Yeni fırsatların kapılarını açtırır!

Öcalan’ın tabanı üzerinde manevi gücü yüksek!.. Siyasi arenada birileri Öcalan’ı diri diri, İmralı’ya gömse de, gömme gayretinde bulunsa da bu gerçek gözardı edilemez..

***

Ancak, Kandil’de ve Avrupa’da, pek tabi ki DEM’in üst yönetiminde bu gücün ölçüsü, ne kadar onu kestirmek biraz güç geliyor bana.. Lakin, kimse bulunduğu yerin, elinden gitmesini istemez?..

Ama DEM Partisinin tabanını etkileyecek yapıya sahiptir Öcalan.. Yine birileri suyu bulandırma adına Öcalan’ı kendini kurtarma peşinde diye savlar ortaya koysa da!..

Etkisi büyük olur diyenim!!..

***

Zaman, süreç ve şartlar noktasında siyasi kulvarda, Selahattin Demirtaş’ı da, cezaevi koşulları, Kürtlerde oluşan mağduriyet hissi, unutulmamalı..

Genç kesimin siyasi kulvarda, idolüdür Demirtaş!.. Salt Kürtlerde değil, Türklerde de, benimseniliyor..

Mülahazalara bakıldığında, Demirtaş Öcalan’la mukayesede, yarıştırılıyor!?.

***

Ki hal-i hazırda, konuşulan ne!.. Muhalefet Demirtaş’a, İktidar Öcalan’a meyil ediyor deniliyor?..

Şunu da unutmamak lazım!..

Ki, yerel seçimlerde bariz şekilde görüldü, Demirtaş’ın ağırlığı ile kimleri rahatsız edici olduğu..

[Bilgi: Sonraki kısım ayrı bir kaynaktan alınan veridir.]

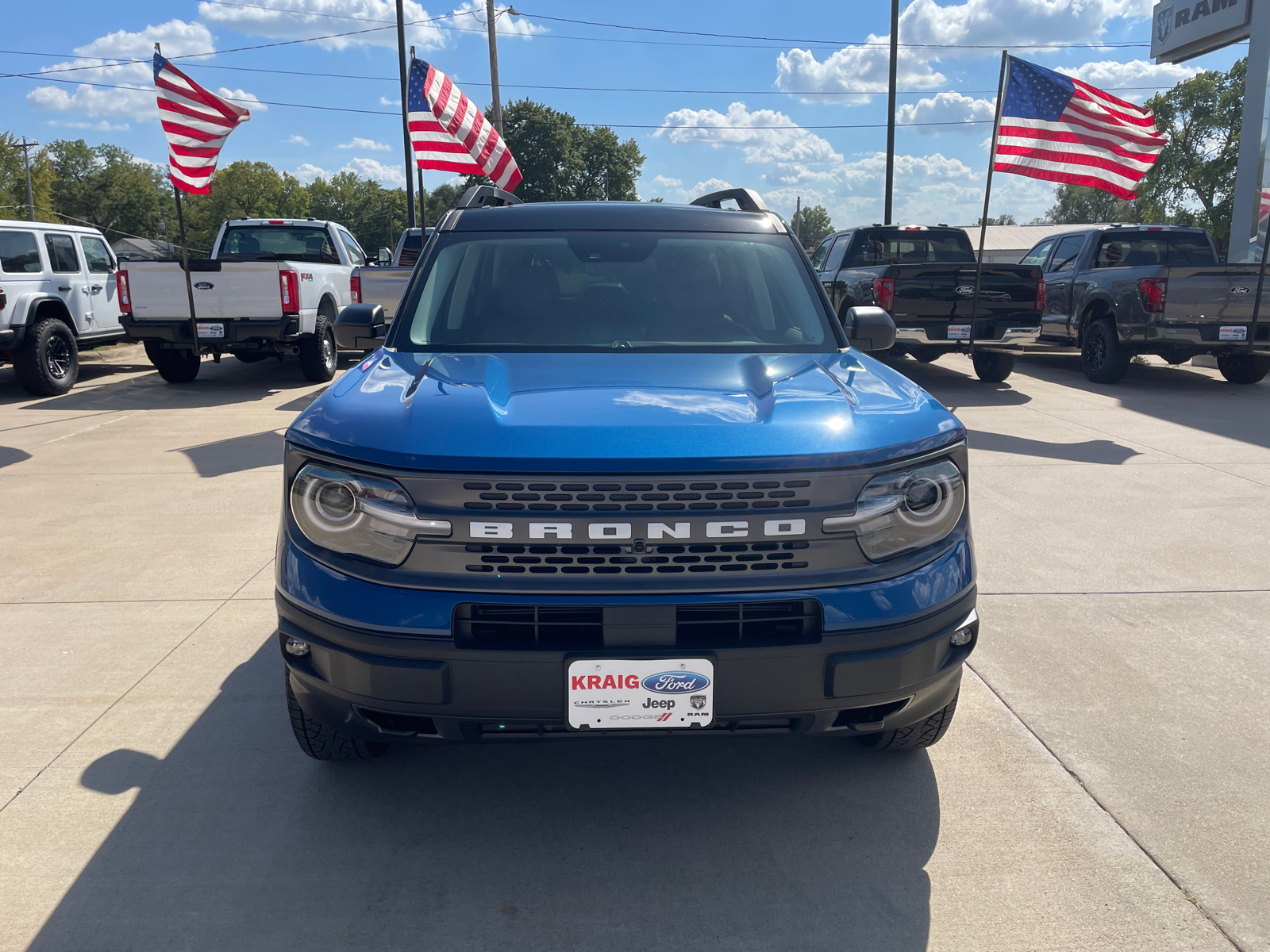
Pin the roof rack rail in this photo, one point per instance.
(746, 198)
(487, 197)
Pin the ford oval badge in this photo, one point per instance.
(675, 682)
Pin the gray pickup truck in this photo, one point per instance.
(385, 282)
(1130, 290)
(924, 276)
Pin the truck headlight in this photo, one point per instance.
(905, 511)
(364, 516)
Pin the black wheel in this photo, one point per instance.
(924, 734)
(992, 367)
(48, 362)
(321, 742)
(318, 353)
(1103, 357)
(1244, 368)
(175, 366)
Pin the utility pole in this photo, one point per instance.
(25, 156)
(891, 111)
(406, 118)
(491, 25)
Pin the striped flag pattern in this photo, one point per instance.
(1060, 129)
(452, 135)
(196, 124)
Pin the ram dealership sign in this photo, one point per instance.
(1181, 29)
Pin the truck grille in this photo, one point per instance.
(582, 628)
(613, 560)
(635, 497)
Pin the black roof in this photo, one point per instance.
(614, 216)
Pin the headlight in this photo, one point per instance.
(905, 511)
(362, 516)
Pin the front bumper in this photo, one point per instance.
(383, 685)
(237, 330)
(1006, 336)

Eşi’nin İstanbul Belediye Başkan aday adaylığı ve gelen itirazlar ile aday olamazla sonuçlanan serüveni durumun tescili!..

Kandil de, DEM’de öyle sanıyorum ki Öcalan da buna ne oluyor sözünü söylemiştir!?..

***

Yüz yüze görüşme heyetinde, bir tutuklu ile bir başka tutuklu, başka bir cezaevinde görüştürülür mü?. Bu minvalde, Yargıda hüküm var mı?.. Bilmiyorum.. Yok ise!..

Demirtaş’ın her halükarda olgunlaşan çözüm üretici sürece dair istişare ve hamlelerde yer alması gerekir!..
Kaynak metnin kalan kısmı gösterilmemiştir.